YISROEL GRILAK (1898-May 10, 1943)
He was born in Warsaw, Poland, into a family of wealthy, scholarly Hassidim. His father Leyb was a leader of Orthodox Jews in Poland and a head of the Warsaw Jewish community. He received a rigorous religious education in elementary school and synagogue study hall. He was a man with a fierce sense of social justice. Already in synagogue he was moving closer to the Jewish socialist youth movement of Tsukunft (Future), of which he later became a prominent leader and member of its Warsaw committee. He was active as well in the Jewish trade union movement, in the administration of office employees, the garment union, and the like. From 1930 until WWII, he worked with the main office of the garment workers in Poland. At that time he began writing about Jewish laborers and the life of trade unionists for Folkstsaytung (People’s newspaper), Der handls-ongeshtelter (The office employee), and Der bakleyd arbeter (The garment worker) in Warsaw. He was one of the most active leaders in the underground movement in the Warsaw Ghetto. He contributed to the underground Bundist ghetto publications: Der veker (The alarm), Dos fraye vort (The free word), Der glok (The bell), Yugnt-shtime (Voice of youth), and Af der vakh (On alert), among others—all in Warsaw, 1940-1943. During the ghetto fighting, he was in the Bershter rayon (Bristle workers’ section) of Warsaw. He died in the Jewish hospital in Genshe 6.

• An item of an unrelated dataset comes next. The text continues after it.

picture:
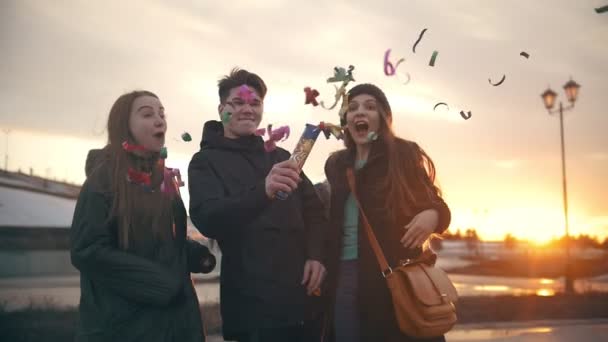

Sources: M. Nayshtat, Khurbn un oyfshtand fun di yidn in varshe (Holocaust and uprising of the Jews in Warsaw) (Tel Aviv, 1948), p. 414; Unzer tsayt (New York) (November-December 1947); Bernard Goldshteyn, Finf yor in varshever geto (Five years in the Warsaw ghetto) (New York, 1947); H. Kupershteyn, Doyres bundistn (Generations of Bundists), vol.2 (New York, 1956), pp. 287-90; Yoysef Kermish, in Di goldene keyt (Tel Aviv) 27 (1957).